Neuroligin-1 is altered in the hippocampus of Alzheimer's disease patients and mouse models, and modulates the toxicity of amyloid-beta oligomers

Abstract

Synapse loss occurs early and correlates with cognitive decline in Alzheimer's disease (AD). Synaptotoxicity is driven, at least in part, by amyloid-beta oligomers (Aβo), but the exact synaptic components targeted by Aβo remain to be identified. We here tested the hypotheses that the post-synaptic protein Neuroligin-1 (NLGN1) is affected early in the process of neurodegeneration in the hippocampus, and specifically by Aβo, and that it can modulate Aβo toxicity. We found that hippocampal NLGN1 was decreased in patients with AD in comparison to patients with mild cognitive impairment and control subjects. Female 3xTg-AD mice also showed a decreased NLGN1 level in the hippocampus at an early age (i.e., 4 months). We observed that chronic hippocampal Aβo injections initially increased the expression of one specific Nlgn1 transcript, which was followed by a clear decrease.
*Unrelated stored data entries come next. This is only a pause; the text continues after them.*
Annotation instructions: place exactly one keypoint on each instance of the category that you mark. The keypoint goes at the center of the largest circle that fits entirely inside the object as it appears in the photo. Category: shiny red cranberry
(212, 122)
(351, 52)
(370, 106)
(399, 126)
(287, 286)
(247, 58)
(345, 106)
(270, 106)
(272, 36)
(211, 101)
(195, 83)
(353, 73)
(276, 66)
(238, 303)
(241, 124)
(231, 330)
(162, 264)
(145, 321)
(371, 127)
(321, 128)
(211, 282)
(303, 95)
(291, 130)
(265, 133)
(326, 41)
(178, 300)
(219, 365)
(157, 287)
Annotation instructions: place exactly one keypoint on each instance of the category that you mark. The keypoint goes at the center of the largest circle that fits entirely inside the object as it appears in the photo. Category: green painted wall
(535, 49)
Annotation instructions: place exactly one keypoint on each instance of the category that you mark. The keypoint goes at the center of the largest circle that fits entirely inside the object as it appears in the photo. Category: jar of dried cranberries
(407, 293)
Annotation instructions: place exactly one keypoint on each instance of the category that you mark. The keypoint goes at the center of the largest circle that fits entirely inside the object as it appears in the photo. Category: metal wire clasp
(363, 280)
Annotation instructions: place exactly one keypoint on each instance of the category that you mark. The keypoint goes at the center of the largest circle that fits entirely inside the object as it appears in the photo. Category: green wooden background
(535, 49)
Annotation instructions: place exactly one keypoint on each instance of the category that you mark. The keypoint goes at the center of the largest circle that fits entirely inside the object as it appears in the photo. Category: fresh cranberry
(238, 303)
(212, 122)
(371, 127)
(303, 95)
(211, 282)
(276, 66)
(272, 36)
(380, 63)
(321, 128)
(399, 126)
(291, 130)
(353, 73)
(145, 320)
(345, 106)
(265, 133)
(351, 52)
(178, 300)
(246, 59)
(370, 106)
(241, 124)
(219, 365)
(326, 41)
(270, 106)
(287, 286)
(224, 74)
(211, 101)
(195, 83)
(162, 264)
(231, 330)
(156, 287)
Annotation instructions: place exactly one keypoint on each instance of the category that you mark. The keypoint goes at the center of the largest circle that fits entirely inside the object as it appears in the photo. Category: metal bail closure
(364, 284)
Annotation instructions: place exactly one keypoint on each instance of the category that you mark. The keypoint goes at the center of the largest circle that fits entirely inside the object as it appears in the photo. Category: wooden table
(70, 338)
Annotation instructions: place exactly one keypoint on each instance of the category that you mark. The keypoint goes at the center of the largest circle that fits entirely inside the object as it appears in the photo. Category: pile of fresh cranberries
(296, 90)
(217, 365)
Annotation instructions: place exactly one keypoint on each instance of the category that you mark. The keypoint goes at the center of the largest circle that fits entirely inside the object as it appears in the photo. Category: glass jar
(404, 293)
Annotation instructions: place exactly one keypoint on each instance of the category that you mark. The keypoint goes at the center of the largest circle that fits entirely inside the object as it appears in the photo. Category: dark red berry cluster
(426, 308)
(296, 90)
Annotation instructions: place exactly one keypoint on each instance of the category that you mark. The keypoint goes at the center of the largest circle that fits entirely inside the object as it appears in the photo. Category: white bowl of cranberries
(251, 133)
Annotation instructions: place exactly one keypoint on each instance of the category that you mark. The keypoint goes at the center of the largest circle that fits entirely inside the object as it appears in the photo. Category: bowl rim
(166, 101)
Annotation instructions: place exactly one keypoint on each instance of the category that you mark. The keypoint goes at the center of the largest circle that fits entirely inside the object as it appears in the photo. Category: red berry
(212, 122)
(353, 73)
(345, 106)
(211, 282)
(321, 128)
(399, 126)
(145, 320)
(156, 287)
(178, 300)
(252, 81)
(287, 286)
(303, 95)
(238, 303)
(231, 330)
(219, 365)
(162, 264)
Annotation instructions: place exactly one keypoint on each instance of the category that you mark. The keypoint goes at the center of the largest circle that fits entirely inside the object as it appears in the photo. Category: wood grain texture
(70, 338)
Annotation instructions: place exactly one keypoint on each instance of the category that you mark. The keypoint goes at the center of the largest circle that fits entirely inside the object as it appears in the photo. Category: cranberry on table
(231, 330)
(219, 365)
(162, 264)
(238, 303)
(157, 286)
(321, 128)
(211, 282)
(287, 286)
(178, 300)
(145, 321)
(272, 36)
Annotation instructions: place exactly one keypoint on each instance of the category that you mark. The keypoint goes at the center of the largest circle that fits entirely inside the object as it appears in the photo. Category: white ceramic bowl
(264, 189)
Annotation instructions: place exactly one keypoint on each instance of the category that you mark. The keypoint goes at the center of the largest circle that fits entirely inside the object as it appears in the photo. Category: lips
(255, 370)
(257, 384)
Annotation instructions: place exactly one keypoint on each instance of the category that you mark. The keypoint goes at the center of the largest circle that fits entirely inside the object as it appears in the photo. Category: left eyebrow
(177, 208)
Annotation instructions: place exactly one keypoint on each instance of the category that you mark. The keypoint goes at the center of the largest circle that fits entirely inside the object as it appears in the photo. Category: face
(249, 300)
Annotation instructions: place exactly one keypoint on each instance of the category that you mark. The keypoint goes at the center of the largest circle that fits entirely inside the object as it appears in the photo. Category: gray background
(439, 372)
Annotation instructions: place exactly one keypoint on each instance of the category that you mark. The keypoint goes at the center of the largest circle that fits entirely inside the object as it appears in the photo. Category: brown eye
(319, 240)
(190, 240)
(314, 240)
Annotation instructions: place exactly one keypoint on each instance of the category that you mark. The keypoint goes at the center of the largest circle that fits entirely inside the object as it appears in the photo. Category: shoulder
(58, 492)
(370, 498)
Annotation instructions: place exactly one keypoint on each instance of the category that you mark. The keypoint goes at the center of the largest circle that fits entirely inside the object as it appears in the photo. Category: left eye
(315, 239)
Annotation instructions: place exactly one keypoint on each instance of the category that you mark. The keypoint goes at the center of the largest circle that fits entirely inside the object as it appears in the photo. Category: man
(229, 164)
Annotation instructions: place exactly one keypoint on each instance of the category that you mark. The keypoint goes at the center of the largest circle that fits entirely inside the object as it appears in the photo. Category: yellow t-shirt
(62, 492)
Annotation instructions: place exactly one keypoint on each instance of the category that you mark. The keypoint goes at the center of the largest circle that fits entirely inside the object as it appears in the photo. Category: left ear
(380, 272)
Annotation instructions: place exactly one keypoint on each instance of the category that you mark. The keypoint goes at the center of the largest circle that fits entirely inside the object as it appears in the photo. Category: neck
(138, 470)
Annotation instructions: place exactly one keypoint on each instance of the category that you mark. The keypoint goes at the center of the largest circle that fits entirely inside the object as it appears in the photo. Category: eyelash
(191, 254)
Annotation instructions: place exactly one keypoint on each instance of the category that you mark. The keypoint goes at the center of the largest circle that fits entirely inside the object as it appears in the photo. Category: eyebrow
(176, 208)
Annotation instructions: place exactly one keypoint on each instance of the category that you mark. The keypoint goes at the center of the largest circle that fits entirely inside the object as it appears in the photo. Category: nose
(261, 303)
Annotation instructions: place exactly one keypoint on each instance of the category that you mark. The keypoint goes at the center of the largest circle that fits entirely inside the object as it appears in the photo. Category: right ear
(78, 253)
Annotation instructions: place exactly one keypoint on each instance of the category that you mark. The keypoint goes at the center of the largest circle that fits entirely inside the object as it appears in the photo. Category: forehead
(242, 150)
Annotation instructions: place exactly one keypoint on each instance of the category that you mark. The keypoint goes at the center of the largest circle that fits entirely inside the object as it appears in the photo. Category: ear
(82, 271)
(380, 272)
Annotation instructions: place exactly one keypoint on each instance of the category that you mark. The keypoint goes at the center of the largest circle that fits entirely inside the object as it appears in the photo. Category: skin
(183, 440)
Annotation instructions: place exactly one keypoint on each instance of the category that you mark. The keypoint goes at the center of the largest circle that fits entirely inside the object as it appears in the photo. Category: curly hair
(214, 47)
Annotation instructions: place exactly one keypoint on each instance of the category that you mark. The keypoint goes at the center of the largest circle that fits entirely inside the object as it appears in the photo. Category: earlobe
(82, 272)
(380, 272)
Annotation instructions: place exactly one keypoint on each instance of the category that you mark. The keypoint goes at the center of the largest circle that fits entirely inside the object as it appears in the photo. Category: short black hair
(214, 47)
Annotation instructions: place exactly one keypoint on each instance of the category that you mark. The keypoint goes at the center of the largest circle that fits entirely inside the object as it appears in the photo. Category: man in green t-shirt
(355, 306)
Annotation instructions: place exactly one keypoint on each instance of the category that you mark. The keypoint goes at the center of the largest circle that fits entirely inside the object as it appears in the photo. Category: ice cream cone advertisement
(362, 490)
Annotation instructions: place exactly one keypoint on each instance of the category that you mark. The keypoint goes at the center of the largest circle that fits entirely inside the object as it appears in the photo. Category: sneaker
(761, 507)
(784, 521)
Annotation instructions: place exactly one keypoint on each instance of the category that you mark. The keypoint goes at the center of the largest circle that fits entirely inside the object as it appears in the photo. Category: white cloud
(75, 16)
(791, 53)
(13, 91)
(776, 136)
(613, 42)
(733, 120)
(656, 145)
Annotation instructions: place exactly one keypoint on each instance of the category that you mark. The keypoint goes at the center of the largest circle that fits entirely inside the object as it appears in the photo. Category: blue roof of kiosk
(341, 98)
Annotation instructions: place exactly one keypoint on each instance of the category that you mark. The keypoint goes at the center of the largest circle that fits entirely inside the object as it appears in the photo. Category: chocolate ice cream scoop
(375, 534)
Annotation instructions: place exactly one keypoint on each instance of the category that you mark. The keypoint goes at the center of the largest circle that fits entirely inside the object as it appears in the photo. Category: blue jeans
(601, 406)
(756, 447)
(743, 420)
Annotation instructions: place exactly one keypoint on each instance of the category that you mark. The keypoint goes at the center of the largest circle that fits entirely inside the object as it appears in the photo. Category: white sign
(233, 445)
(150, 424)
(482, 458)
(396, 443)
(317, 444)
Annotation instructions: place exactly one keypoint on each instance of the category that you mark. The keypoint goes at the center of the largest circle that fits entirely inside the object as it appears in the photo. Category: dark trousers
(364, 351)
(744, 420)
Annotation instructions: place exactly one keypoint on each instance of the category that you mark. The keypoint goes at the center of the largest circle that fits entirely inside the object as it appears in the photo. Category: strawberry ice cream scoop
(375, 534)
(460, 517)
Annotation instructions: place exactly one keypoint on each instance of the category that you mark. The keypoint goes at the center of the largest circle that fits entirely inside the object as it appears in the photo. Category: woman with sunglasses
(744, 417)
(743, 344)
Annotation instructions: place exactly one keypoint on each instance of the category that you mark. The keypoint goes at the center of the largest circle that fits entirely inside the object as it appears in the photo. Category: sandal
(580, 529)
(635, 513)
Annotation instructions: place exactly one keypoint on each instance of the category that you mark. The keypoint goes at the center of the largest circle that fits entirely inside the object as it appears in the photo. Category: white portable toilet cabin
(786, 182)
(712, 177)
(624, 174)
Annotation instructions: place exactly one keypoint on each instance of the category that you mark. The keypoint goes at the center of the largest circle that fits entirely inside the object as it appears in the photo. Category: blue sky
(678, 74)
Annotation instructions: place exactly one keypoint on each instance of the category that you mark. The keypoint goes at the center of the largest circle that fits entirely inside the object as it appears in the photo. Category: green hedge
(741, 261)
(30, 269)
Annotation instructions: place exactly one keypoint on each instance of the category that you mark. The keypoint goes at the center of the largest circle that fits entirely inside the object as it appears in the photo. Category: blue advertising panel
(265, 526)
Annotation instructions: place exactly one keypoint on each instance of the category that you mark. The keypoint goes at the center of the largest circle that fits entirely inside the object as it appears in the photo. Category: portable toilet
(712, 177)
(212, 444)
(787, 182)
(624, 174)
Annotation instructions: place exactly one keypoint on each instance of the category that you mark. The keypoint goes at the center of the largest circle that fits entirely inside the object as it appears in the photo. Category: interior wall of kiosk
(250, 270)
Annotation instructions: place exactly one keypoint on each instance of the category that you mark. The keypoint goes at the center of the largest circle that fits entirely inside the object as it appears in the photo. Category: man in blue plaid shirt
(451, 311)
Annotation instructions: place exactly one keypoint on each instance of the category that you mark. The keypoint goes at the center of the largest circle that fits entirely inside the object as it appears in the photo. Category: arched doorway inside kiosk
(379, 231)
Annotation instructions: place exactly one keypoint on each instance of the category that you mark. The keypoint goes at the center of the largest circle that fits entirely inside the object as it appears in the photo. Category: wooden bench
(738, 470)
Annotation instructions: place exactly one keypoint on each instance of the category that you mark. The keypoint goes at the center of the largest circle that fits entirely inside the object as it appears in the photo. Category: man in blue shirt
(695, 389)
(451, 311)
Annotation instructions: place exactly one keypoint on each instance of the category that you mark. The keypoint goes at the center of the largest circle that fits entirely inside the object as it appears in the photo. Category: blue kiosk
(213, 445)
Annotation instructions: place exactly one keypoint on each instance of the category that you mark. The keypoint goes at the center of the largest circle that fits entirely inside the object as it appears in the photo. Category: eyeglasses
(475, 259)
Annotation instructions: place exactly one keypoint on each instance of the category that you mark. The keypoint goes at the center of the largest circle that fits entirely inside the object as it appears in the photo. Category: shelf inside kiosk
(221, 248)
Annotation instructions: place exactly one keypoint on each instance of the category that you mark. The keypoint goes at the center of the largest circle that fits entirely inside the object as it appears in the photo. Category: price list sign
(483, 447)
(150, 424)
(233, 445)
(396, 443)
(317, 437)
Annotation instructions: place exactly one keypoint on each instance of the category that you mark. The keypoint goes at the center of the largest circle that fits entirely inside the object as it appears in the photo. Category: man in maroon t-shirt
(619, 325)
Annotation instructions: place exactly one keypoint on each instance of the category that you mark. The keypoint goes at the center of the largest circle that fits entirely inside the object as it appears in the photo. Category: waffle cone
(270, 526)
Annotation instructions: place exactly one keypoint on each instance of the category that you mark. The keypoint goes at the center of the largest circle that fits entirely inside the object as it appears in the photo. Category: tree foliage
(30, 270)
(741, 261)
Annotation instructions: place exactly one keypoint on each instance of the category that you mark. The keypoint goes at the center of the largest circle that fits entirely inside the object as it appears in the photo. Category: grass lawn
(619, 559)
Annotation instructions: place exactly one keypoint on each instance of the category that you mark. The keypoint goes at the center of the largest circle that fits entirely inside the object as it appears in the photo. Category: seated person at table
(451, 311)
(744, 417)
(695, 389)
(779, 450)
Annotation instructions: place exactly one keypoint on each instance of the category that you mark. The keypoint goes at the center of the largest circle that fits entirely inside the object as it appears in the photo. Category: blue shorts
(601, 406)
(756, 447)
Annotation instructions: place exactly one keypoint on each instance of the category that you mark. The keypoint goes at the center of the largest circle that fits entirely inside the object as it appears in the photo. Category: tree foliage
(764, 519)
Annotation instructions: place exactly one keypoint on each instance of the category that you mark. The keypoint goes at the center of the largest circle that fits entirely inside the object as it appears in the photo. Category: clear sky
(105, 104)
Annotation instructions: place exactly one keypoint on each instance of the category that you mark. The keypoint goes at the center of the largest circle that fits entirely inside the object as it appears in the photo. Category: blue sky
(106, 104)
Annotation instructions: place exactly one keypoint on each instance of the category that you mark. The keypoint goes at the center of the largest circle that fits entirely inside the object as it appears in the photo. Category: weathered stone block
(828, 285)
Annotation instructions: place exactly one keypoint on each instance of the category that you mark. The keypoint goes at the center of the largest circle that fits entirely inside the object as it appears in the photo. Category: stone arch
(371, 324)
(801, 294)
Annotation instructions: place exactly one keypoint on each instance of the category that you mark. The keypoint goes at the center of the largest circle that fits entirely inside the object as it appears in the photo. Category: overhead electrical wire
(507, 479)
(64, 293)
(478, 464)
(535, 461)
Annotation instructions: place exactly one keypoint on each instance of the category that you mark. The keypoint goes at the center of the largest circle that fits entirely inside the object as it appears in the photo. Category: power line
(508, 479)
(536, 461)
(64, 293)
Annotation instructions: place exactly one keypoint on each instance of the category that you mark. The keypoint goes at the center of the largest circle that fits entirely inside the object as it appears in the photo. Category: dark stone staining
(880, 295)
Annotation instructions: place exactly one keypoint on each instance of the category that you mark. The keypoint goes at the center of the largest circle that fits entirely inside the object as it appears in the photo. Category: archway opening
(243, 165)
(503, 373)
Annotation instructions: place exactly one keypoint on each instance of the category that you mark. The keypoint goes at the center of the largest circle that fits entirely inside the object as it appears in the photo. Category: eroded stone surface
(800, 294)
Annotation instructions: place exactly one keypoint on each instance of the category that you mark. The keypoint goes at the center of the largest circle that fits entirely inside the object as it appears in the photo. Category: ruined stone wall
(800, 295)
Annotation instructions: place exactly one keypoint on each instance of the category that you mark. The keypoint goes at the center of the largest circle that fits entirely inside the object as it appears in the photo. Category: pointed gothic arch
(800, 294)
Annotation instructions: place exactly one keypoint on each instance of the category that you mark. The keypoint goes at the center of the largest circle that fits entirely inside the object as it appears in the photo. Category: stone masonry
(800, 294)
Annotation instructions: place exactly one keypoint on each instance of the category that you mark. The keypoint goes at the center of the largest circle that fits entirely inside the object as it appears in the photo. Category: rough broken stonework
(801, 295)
Lastly, the absence of NLGN1 decreased neuronal counts in the dentate gyrus, which was not the case in wild-type animals, and worsens impairment in spatial learning following chronic hippocampal Aβo injections. Our findings support that NLGN1 is impacted early during neurodegenerative processes, and that Aβo contributes to this effect. Moreover, our results suggest that the presence of NLGN1 favors the cognitive prognosis during Aβo-driven neurodegeneration.

Figure 1

NLGN1 hippocampal level is decreased in aMCI individuals and AD patients. (A) NLGN1 level was measured in aMCI individuals (n = 11), AD patients (n = 13), and control aged non-demented subjects (CTRL, n = 12) by Western blot (left side) and quantified (right side) using GAPDH protein as a loading control. Significant differences are represented between indicated groups (one-way ANOVA F_2,33 = 23.3; p < 0.0001; stars indicating planned comparisons). Full length blots are shown in Supplementary Fig. 2. (B) Pearson correlation between soluble Aβ and NLGN1 level showed a significant negative correlation in aMCI individuals (n = 5) and AD patients (n = 9) but not in CTRL (n = 8). (C) Pearson correlation between MMSE score and NLGN1 level showed a significant positive correlation in aMCI individuals (n = 11) and AD patients (n = 11) but not in CTRL (n = 12).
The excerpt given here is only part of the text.